Twitter Twang?: Slang in Tweets Reveals Where You're From

Listening to a twang in a person's voice can be a sure giveaway of where they live in the United States. Turns out those same dialects run abound on Twitter. 

Researchers at Carnegie Mellon University's (CMU) School of Computer Science have recently found that regional slang and dialects are as evident in tweets as they are in everyday conversations.

Previously, studies of regional dialects have been based on verbal interviews. While written communication is less reflective of regional influences due to a level of formality that people assume, Twitter, on the other hand, offers a new way of studying regional dialects, as tweets tend to be informal and conversational. [Dead Languages Reveal a Lost World]

Jacob Eisenstein, a postdoctoral fellow in CMU's Machine Learning Department, said the automated method he and his colleagues have developed for analyzing Twitter word-use shows that regional dialects appear to be evolving within social media.

For their research, Eisenstein and his team collected a week's worth of Twitter messages in March 2010, and selected geotagged (added geographical identification to media such as photographs, video, websites, SMS messages or RSS feeds) messages from Twitter users who wrote at least 20 messages. That yielded a database of 9,500 users and 380,000 messages.

They discovered certain regionalisms that are already well-known and associated with specific areas of the country. For example, a Southerner’s "y'all," a Pittsburghers' "yinz," as well as the usual regional divides in references to soda, pop and Coke. 

But other phrasing has evolved with social media itself.

In northern California, something that's cool is "koo" in tweets, while in southern California, it's "coo." In many cities, something is "sumthin," but tweets in New York City favor "suttin." While many of us might complain in tweets of being "very" tired, people in northern California tend to be "hella" tired, New Yorkers are "deadass" tired and Angelenos are simply tired "af," which stands for "as f***."

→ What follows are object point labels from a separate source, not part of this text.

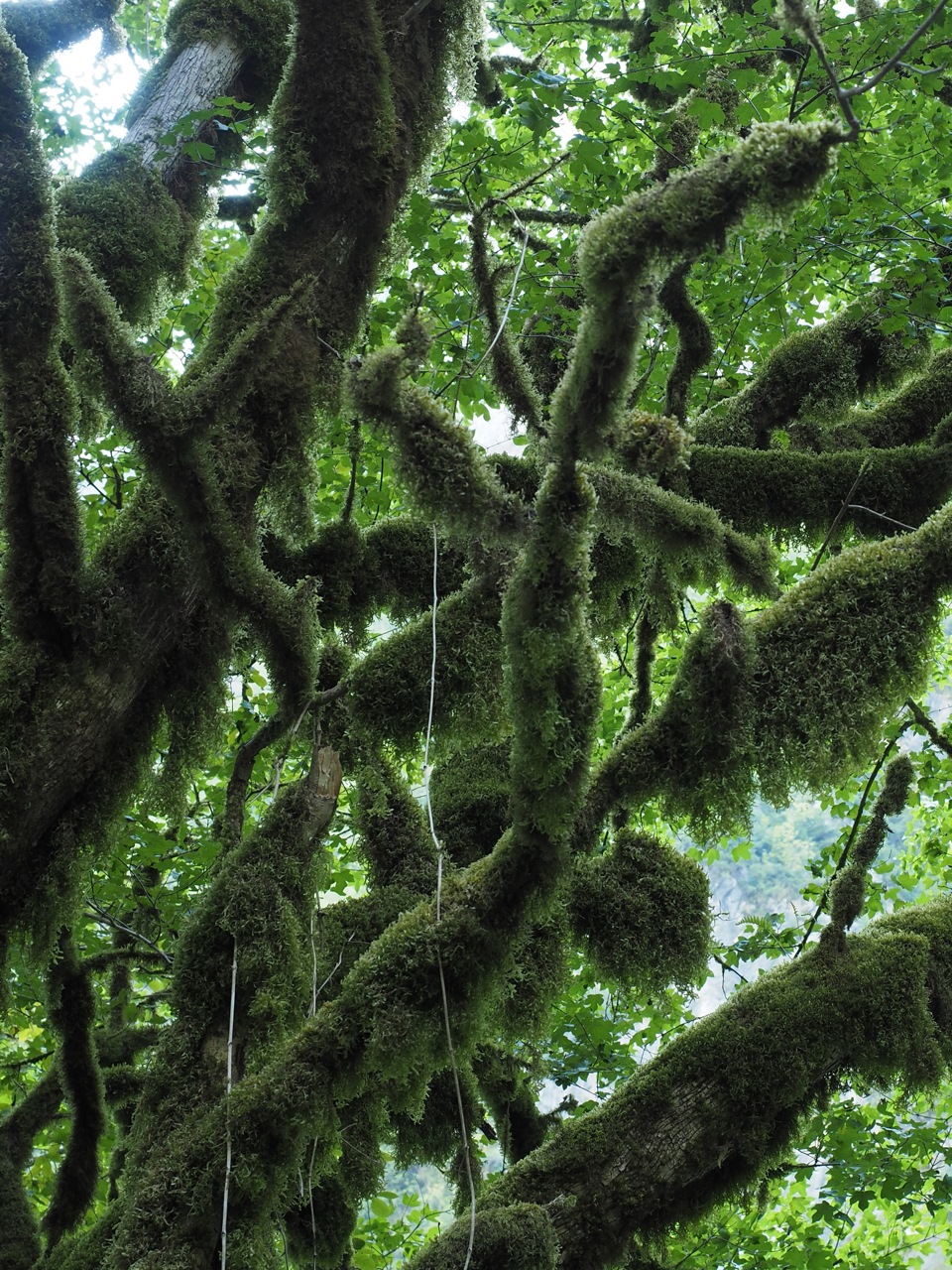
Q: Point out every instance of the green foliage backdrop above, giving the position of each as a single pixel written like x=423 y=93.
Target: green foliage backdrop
x=362 y=788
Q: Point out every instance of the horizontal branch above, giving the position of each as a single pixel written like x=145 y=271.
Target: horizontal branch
x=722 y=1098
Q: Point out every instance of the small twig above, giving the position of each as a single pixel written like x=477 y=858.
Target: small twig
x=929 y=728
x=844 y=853
x=413 y=12
x=105 y=916
x=858 y=507
x=839 y=516
x=896 y=58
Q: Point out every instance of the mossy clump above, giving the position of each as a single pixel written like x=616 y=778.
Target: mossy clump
x=643 y=912
x=389 y=693
x=651 y=444
x=839 y=654
x=467 y=498
x=317 y=1228
x=94 y=212
x=470 y=797
x=394 y=838
x=697 y=749
x=518 y=1237
x=626 y=254
x=801 y=493
x=811 y=376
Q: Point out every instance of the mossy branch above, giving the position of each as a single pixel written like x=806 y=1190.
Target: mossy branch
x=661 y=521
x=509 y=371
x=801 y=493
x=39 y=404
x=717 y=1105
x=848 y=888
x=797 y=693
x=814 y=375
x=434 y=456
x=694 y=340
x=72 y=1010
x=626 y=254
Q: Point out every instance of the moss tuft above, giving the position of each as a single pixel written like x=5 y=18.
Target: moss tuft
x=643 y=911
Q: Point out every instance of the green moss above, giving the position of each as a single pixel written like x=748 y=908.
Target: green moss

Eisenstein thinks some of this usage is shaped by the 140-character limit of Twitter messages, but geography's influence also is apparent. The statistical model the research team used to recognize regional variation in word-use and topics could predict the location of a tweeter in the continental United States with a median error of about 300 miles.

The automated analysis of Twitter message streams offers linguists an opportunity to watch regional dialects evolve in real time. "It will be interesting to see what happens," Eisenstein said. "Will 'suttin' remain a word we see primarily in New York City, or will it spread?"

Here's a list of some commonly used slang on Twitter.

  • coo: cool – LA/Southern California
  • fasho: for sure – LA/Southern California
  • gna: going to – Boston
  • iono: I don’t know  – Northern California
  • lames: lame people – Lake Erie Region
  • koo: cool – Northern California
  • lls: laughing like s*** – Washington D.C.
  • od: overdone (very) – Lake Erie Region
  • omw: on my way – LA/Southern California
  • smh: shake my head – LA/ Southern California
  • suttin: something – New York/Boston
  • wyd: what are you doing – LA/Southern California

Eisenstein will present the study on Jan. 8 at the Linguistic Society of America annual meeting in Pittsburgh.